OLTRE DUE MILIONI DI PRIZE MONEY
Mamma Petra la aspettava all'uscita da scuola e la conduceva a Kerpen, dove c'era l'accademia del suo primo coach Robert Orlik. Dopo aver consumato uno spuntino in auto, subito in campo. Cinque ore di allenamento per poi tornare a casa, dove papà Johannes le faceva trovare la cena pronta. “La nostra routine è perfettamente strutturata, altrimenti non servirebbe” diceva a suo tempo, più motivata che mai. Dopo mangiato, un paio d'ore di studio e poi a letto. Sette ore di riposo, prima di ricominciare.
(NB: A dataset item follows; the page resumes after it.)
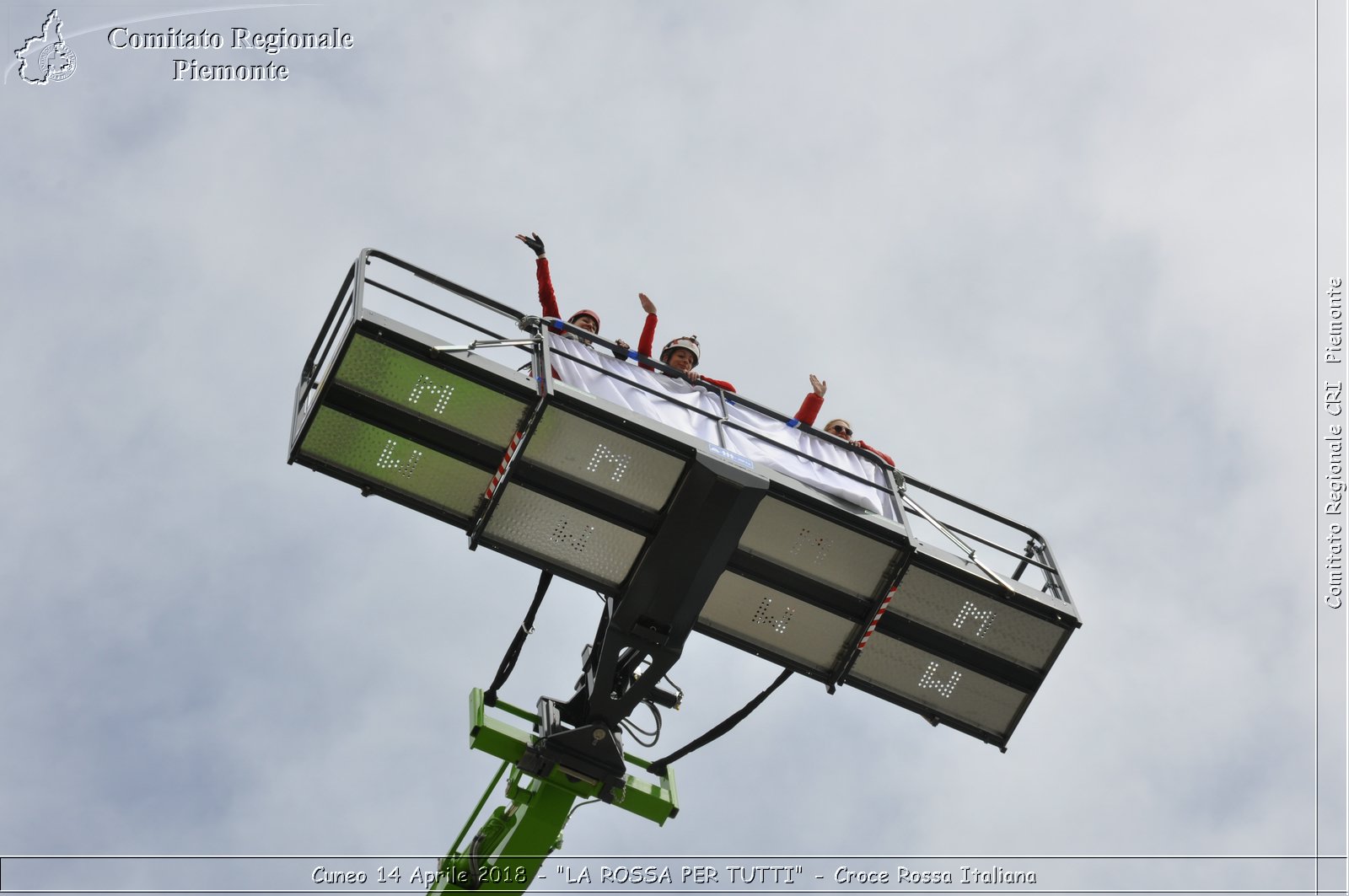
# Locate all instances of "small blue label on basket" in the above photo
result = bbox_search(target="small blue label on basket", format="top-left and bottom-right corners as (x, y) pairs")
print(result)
(707, 443), (754, 469)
Sognava di diventare una professionista e magari entrare tra le top-10. È arrivata al massimo al numero 37: chissà se ne è valsa la pena, se rimpiange quei 75.000 chilometri all'anno che i suoi genitori percorrevano in auto, con lei, per assecondare il suo sogno. Il comitato regionale, la DTB e alcuni sponsor le hanno dato una grande mano. I genitori hanno continuato a spendere, a patto che prendesse il diploma. L'obiettivo è stato raggiunto, ma qualcosa non ha funzionato. Forse il suo corpo era troppo fragile, forse il mondo del tennis non faceva per lei, o forse la sua vera strada era un'altra. Quello dedicato al tennis, per fortuna, non è stato tempo perso. Oltre alla notorietà, le ha regalato 251 vittorie e un bottino di oltre 2 milioni di dollari. Non si è arricchita e dovrà lavorare, ma non ha buttato via del tempo. E poi, chissà, magari un giorno cambierà idea.